Documented in runFSC_step_agg3

#' Run fastsimcoal 
#'
#' Takes a population history from the forward demographic simulation and parameterizes a coalescent simulation in fastsimcoal (Excoffier et al. 2013)
#'
#' @param ph A pophist object, output by the forward demographic simulation function: \code{getpophist2.cells}.  Includes slots: \code{pophist}, \code{Nvecs}, \code{tmat}, \code{struct}, \code{hab_suit}, \code{coalhist}, \code{popslst}, \code{old_hab_suit}, \code{old_tmat}, \code{gmap}.  Cells in typical landscapes (>400 cells) should be aggregated after the forward-time simulation using the functions \code{make.gmap} and \code{pophist.aggregate} to improve computational efficiency. 

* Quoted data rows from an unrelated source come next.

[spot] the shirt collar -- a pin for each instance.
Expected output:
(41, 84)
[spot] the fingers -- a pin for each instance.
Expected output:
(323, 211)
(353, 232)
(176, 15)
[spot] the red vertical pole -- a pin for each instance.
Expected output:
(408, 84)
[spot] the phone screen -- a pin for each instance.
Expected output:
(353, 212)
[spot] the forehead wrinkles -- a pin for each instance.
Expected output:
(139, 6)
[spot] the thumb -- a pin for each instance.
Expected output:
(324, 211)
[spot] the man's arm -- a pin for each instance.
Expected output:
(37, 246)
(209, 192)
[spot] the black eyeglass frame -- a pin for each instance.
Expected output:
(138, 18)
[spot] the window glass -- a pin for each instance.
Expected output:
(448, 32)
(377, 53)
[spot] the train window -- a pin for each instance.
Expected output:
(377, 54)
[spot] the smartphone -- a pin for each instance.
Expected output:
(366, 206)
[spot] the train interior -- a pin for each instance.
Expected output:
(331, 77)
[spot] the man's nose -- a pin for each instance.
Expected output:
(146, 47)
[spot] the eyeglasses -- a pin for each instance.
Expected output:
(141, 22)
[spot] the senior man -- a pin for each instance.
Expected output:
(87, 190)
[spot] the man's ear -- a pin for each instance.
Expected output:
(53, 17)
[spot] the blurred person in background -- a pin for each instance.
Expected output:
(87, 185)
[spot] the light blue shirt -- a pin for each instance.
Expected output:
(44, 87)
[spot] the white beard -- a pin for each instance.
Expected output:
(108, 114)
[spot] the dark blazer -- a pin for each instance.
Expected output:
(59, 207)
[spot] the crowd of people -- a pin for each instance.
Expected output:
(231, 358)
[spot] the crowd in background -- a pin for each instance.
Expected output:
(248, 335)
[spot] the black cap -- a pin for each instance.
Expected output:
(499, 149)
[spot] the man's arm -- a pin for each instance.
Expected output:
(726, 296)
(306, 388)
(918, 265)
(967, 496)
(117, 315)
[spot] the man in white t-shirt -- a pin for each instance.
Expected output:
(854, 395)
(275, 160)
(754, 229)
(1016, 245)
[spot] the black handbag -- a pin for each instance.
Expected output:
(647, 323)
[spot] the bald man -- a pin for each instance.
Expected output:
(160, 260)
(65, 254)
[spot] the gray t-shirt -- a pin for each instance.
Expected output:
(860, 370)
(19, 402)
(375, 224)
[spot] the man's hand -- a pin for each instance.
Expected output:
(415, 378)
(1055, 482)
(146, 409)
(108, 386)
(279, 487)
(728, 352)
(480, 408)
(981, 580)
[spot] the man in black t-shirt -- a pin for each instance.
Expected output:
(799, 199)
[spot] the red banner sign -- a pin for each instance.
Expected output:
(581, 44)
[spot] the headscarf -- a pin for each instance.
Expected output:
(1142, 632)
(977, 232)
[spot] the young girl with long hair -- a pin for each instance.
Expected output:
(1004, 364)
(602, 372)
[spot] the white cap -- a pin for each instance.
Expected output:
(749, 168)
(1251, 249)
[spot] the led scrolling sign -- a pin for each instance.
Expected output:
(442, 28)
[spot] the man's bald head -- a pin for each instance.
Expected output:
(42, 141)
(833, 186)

#' @param l An object that defines the simulation landscape from the forward demographic simulation, includes slots: \code{details}, \code{occupied}, \code{empty}, \code{sampled}, \code{hab_suit}, \code{sumrast}, \code{samplocsrast}, \code{samplocs}, \code{sampdf}, \code{NAmask}.
#' @param sample_n The number of sampled (diploid) individuals per population.  Assumed to be equal across all sampled populations.
#' @param preLGMparms A one row data frame of parameters related to the size and history of populations in glacial refugia: \code{preLGM_t} (time in generations at which refugial populations are assumed to diverge, e.g., previous interglacial), \code{preLGM_Ne} (effective population size in the ancestral population), \code{ref_Ne} (effective size of populations in refugial cells).
#' @param label A text string specifying a filename prefix for output from fastsimcoal.  Note that hyphens (-) should be avoided; they are converted to periods (.) in files output by fastsimcoal.  In order to delete files with \code{strataG::fscCleanup}, avoid hyphens in file names.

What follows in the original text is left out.